治療に納得できない場合や、妊娠中毒症などの合併症をもっている方は、産科主治医と連絡をとってもらいましょう。】
X線検査と投薬について
レントゲン(X線)撮影
妊娠中はできるだけ避けます。ただ、治療上どうしても必要な場合、妊娠4ヶ月以降の安定期にプロテクター(防護衣)を使用し、安全性を確保したうえで撮影することがあります。
薬物の使用
レントゲン撮影と同じように、できるだけ避けます。
●抗生物質
妊娠8週以内は、胎児奇型の発生に影響するため避けた方がよいです。
比較的安全な抗菌剤の「ペニシリン系」、「セフェム系」、「マクロライド系」でも、常用量で4~5日までの服用とします。
●鎮痛剤
動脈管収縮作用の強い薬剤は避けます。比較的安全な鎮痛剤でも、頓服として1日に1~2回までの服用がより安全です。
妊娠中の歯科治療 Q&A
- Q1.親知らずが痛みだしたのですが
- A1.まず、歯科医院で診察を受けましょう。
出産が終わるまで延期できるようであれば応急処置にとどめますが、抜歯が必要であれば安定期(4ヶ月末~7ヶ月)に処置することがあります。
できれば、妊娠前に歯科検診を受け、必要な処置を済ませておきましょう。
- Q2.麻酔は大丈夫ですか?
- A2.必要最少量の使用にとどめるのはもちろんですが、通常の歯科治療で使用する量は問題ありません。
- Q3.治療で仰向けになると苦しいのですが・・・
- A3.妊娠末期には仰向けの姿勢を長く続けると、子宮が下大静脈を圧迫するため血圧が低下することがあります。
身体を左に傾向けることで和らぎますが、治療の際は水平位ではなく、少し起こした状態で行います。
- Q4.授乳中なのですが、薬や麻酔は大丈夫ですか?
- A4.ほとんどの薬剤は、服用後約2時間をピークに血中(母乳にもわずかに)に移行します。その後、5~6時間後にはその半分以下にまで急速に減少します。生後3ヶ月くらいまでの赤ちゃんは代謝機能が未熟で、授乳も2、3時間おきと頻回なため、妊娠中と同様の対応が望ましいとされています。

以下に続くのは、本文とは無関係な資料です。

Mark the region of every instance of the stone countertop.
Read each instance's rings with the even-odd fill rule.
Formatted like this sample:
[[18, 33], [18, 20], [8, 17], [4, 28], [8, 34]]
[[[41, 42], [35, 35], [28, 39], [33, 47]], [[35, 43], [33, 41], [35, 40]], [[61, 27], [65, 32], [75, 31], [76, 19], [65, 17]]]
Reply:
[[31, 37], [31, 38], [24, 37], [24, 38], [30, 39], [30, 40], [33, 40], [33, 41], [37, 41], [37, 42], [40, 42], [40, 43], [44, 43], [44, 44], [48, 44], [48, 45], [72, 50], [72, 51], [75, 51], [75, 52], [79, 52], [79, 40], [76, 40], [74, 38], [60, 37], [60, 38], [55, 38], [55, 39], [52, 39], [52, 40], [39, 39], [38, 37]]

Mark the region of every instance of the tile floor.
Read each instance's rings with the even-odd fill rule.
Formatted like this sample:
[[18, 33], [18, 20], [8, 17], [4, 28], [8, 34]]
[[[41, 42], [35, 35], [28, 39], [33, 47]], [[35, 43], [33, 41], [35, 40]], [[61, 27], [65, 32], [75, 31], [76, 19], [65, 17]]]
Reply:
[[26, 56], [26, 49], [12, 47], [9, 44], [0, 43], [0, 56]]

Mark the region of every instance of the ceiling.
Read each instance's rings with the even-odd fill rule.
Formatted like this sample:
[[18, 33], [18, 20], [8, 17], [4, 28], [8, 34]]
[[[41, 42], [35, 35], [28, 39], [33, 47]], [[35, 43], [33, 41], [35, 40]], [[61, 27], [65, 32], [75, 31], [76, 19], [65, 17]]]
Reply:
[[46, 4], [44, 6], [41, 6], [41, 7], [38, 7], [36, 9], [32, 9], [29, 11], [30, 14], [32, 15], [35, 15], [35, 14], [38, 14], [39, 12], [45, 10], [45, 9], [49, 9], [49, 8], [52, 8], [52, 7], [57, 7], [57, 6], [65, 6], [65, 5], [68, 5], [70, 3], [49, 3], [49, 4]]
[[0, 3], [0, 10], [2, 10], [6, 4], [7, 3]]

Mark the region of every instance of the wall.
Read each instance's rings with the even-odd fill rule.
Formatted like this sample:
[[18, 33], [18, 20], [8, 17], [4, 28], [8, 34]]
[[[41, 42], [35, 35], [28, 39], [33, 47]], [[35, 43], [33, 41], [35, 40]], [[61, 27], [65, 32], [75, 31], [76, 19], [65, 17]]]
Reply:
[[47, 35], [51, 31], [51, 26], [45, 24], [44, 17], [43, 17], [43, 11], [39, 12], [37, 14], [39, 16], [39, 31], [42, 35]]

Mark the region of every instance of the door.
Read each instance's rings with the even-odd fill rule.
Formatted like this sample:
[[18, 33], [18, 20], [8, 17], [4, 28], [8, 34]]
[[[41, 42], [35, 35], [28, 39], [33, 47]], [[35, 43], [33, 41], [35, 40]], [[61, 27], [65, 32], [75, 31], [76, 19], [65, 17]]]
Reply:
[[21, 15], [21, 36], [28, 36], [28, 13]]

3ヶ月を過ぎると、お子様の代謝機能もしっかりとしてきます。なるべく薬剤を投与しないことが望ましいのですが、歯科の薬剤の母乳への影響は、常用量で短期間なら問題ないと考えられています。
また、麻酔についても同様で、一般的に麻酔薬が完全に排出されるのには約6時間程度かかると言われています。しかし、歯科治療で使用する量は少量のため、ほとんど問題ありません。
それでも気になる場合は、麻酔が必要な治療前や薬の服用前に授乳してください。次の授乳の際は、あらかじめ搾乳しておくか、可能であれば一時的に粉ミルクなどに変えるとよいでしょう。